Name | Default | Description
--- | --- | ---
repo-token | `secrets.GITHUB_TOKEN` | Access token for which this action will run. This action uses `@actions/core` library.
ignore-authors | dependabot
dependabot[bot] | If the action detects that the PR author is one of these logins, it will skip checks and set all outputs to `true`.
base-comment | (see [action.yml](./action.yml)) | Preamble to any comment the action leaves on the PR.
ignore-team-members | true | Whether to ignore in the case that the PR author is a) the owner of repository, or b) has a public membership[^1] in the org that owns the repository.
body-regex | (see [action.yml](./action.yml)) | Regular expression to identify whether the PR body refers to an issue[^2][^3].
body-fail | false | Whether to trigger a failing check when the body-regex is not matched in the PR body. Triggers a warning by default.
body-auto-close | true | Whether or not to auto-close on failed check of PR Body
body-comment | (see [action.yml](./action.yml)) | Comment to leave on PR on failed check of PR Body
issue-labels | (Blank) | List of labels that must exist on all issues linked to a PR[^4].
issue-labels-auto-close | true | Whether to auto-close on failed check of issue labels.
issue-labels-comment | (see [action.yml](./action.yml)) | Comment to leave on PR when issue labels are missing.
protected-branch | (Blank) | Branch that check should ensure that PR does not use as it's head. If left blank, it falls back to default branch.
protected-branch-auto-close | true | Whether or not to auto-close on failed check of PR head branch
protected-branch-comment | (see [action.yml](./action.yml)) | Comment to leave on PR on failed check of PR head branch.
title-check-enable | true | Whether or not to lint PR title per [conventional commits](https://www.conventionalcommits.org/en/v1.0.0/).
title-comment | (see [action.yml](./action.yml)) | Comment to leave on PR on failed check of PR title per [conventional commits](https://www.conventionalcommits.org/en/v1.0.0/)
watch-files | (Blank) | Files to flag for modifications (e.g. package.json)
watch-files-comment | (see [action.yml](./action.yml)) | Comment to leave on PR when watched files have been changed.

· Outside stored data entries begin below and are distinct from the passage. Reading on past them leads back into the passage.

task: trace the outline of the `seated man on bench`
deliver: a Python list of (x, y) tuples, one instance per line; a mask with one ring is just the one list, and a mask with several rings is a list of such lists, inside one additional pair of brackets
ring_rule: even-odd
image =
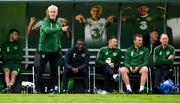
[(127, 94), (133, 93), (130, 86), (129, 73), (141, 74), (139, 93), (144, 93), (144, 85), (148, 77), (149, 50), (142, 45), (143, 37), (141, 34), (136, 34), (133, 37), (133, 42), (134, 45), (128, 48), (125, 53), (124, 67), (121, 67), (119, 70), (126, 85)]
[(118, 39), (110, 37), (108, 46), (102, 47), (96, 59), (96, 72), (104, 75), (104, 88), (101, 94), (111, 92), (111, 78), (117, 73), (121, 61), (121, 50), (117, 47)]
[(68, 80), (73, 74), (80, 74), (83, 77), (85, 93), (89, 93), (89, 51), (81, 39), (76, 41), (74, 47), (70, 48), (64, 58), (63, 93), (68, 93)]
[(21, 69), (23, 59), (23, 49), (18, 41), (19, 31), (16, 29), (9, 30), (9, 39), (2, 45), (2, 61), (5, 76), (6, 91), (11, 91), (16, 77)]

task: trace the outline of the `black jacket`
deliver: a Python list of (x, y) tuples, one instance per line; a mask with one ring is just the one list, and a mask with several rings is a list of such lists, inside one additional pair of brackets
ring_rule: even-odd
[(65, 69), (78, 68), (79, 70), (87, 69), (89, 65), (90, 54), (85, 48), (79, 51), (76, 47), (70, 48), (65, 55), (64, 67)]

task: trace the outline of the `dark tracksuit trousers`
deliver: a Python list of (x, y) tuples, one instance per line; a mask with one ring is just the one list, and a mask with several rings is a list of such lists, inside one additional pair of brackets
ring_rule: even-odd
[[(84, 88), (85, 88), (85, 90), (88, 90), (89, 89), (89, 73), (88, 73), (88, 68), (82, 69), (82, 70), (78, 70), (77, 74), (79, 74), (79, 76), (83, 77)], [(63, 73), (63, 83), (64, 83), (63, 88), (65, 90), (68, 90), (68, 80), (72, 76), (73, 76), (72, 69), (65, 68), (64, 73)]]
[(98, 70), (97, 73), (104, 75), (104, 90), (110, 91), (110, 81), (113, 78), (115, 70), (110, 68), (109, 65), (98, 65), (96, 66), (96, 69)]
[(40, 52), (40, 65), (36, 73), (36, 90), (42, 91), (42, 74), (45, 71), (46, 64), (50, 65), (50, 89), (54, 89), (58, 85), (58, 61), (59, 51), (57, 52)]
[(170, 78), (169, 68), (156, 67), (154, 70), (154, 87), (159, 88), (163, 80)]

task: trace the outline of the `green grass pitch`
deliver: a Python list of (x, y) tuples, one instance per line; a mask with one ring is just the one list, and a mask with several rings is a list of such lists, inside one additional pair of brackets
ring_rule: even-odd
[(180, 95), (0, 94), (1, 103), (179, 103)]

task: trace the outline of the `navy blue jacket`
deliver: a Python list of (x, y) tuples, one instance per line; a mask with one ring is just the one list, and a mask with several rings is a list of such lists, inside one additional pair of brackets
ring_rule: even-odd
[(70, 48), (65, 55), (64, 67), (65, 69), (78, 68), (79, 70), (87, 69), (89, 65), (90, 54), (85, 48), (79, 51), (76, 47)]

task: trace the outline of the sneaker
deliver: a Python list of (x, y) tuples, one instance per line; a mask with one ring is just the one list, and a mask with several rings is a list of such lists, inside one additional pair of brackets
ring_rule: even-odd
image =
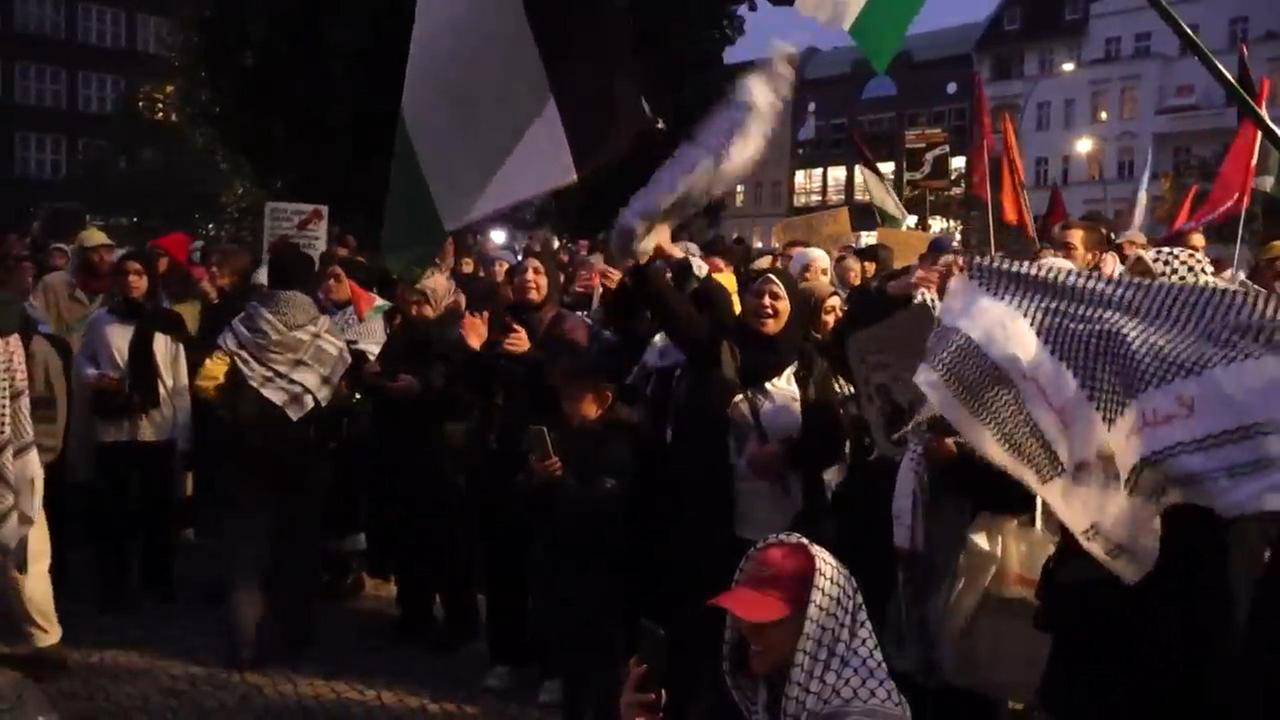
[(564, 682), (546, 680), (538, 688), (538, 705), (541, 707), (560, 707), (564, 702)]
[(36, 682), (56, 680), (71, 667), (67, 651), (61, 644), (36, 648), (16, 656), (13, 660), (15, 670)]
[(480, 687), (489, 692), (506, 692), (515, 683), (515, 670), (510, 665), (494, 665), (485, 673)]

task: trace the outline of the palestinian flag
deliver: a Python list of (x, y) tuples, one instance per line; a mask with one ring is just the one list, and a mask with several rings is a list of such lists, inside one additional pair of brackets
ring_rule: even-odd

[^1]: In a case where a contributor has a private membership to the org, the `ignore-authors` may be used to skip checks - however, this workflow file configuration could effectively make membership public.
[^2]: Default regular expression is based on [linking to an issue using a keyword](https://docs.github.com/en/issues/tracking-your-work-with-issues/linking-a-pull-request-to-an-issue#linking-a-pull-request-to-an-issue-using-a-keyword). To keep PRs related to issues within the same same repo, we use the `KEYWORD #ISSUE-NUMBER` syntax. However, one could also use a regular expression like `(fix(es|ed)?|((resolve|close)(s|d)?)) (my-org)\/([a-z0-9\-_]*)#\d*[1-9]\d*`
[^3]: The body check can be configured to always pass by using a sufficiently generic regex, e.g. `.*`, that will match any PR description.
[^4]: The issue labels check needs read permissions for issues to see what labels are on the linked issues for the PR. For public repositories, the workflow file should not need any adjustment. For private repositories, the workflow file will need to have the `issues: read` permission added if any issue labels are specified as required.

## Outputs

Each check performed is also manifested in an output.

Name | Description
--- | ---
body-check | Result of match for PR Body against configured regex.
branch-check | Result of check to ensure PR head is not protected branch.
title-check | Result of check to ensure PR title is formatted per [conventional commits](https://www.conventionalcommits.org/en/v1.0.0/)
watch-files-check | Result of check for watched files having been modified. True if no modifications found to watched files.